AI Innovations Methodology
The study described in the provided text aimed to test the effectiveness of introducing a midwife-performed triage checklist and focused ultrasound in improving the diagnosis and referral for obstetric conditions in three primary health centers in Eastern Uganda. The objective was to improve access to maternal health by identifying high-risk conditions and ensuring appropriate referrals.

The methodology used in the study involved three phases of implementation: Phase 1, Phase 2, and Phase 3. In Phase 1, an intake log and outcome form were introduced. Phase 2 included the addition of a triage checklist and referral support, while Phase 3 incorporated the use of ultrasound. The study enrolled a total of 2,719 women across the three phases, with 2,339 having outcome data.

The primary outcome of the study was the proportion of women with one or more high-risk conditions confirmed at birth who were referred upon initial presentation at the primary health centers. The high-risk conditions included preterm birth, multiple gestation, oligohydramnios, placenta previa, malpresentation, and abnormal fetal heart rate.

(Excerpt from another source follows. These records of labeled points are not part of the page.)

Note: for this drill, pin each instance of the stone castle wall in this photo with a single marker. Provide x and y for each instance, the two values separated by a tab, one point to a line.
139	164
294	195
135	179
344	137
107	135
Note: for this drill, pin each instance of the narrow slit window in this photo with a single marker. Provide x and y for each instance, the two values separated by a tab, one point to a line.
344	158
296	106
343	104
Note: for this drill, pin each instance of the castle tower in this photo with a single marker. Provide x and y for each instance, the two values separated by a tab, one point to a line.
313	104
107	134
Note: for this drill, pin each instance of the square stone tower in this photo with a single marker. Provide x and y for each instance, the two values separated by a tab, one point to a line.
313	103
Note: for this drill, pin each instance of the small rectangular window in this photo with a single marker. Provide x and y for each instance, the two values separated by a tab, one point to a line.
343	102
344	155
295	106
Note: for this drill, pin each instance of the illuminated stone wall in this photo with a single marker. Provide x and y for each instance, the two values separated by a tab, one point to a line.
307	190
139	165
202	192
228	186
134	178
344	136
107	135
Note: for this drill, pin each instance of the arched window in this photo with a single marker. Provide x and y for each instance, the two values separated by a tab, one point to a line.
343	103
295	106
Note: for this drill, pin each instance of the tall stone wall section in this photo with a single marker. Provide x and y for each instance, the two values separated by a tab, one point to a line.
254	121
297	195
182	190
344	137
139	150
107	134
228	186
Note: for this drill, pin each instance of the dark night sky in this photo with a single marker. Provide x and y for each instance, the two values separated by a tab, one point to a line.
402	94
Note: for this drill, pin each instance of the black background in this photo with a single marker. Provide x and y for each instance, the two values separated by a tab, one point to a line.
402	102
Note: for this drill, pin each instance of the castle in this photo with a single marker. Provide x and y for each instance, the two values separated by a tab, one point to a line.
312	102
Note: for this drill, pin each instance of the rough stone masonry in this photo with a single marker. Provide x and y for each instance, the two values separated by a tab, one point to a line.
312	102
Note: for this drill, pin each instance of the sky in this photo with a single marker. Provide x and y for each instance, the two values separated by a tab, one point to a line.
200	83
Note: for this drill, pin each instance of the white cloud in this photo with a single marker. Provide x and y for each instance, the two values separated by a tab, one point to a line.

The study used various criteria to confirm the presence of a complication at birth for each condition. For example, multiple gestation was confirmed if more than one fetus was present, while preterm birth was determined based on gestational age assessed through the Ballard examination.

Data collection involved trained midwives and research nurses who filled out paper-based study tools and entered data electronically using tablets. Data quality checks were performed, and the data were analyzed using SPSS software. Bivariate analyses, logistic regression, and sensitivity and positive predictive value calculations were conducted to assess the impact of the interventions.

The results of the study showed that the introduction of ultrasound plus checklist increased referrals and sensitivity for high-risk conditions, although the positive predictive value decreased. The checklist alone improved correct diagnosis but did not significantly impact referral rates.

In conclusion, the study demonstrated that the implementation of a midwife-performed triage checklist and focused ultrasound can improve access to maternal health by increasing the identification and referral of high-risk obstetric conditions. Further evaluation and refinement of these triage interventions are warranted to maximize diagnostic accuracy, referral decisions, and overall outcomes.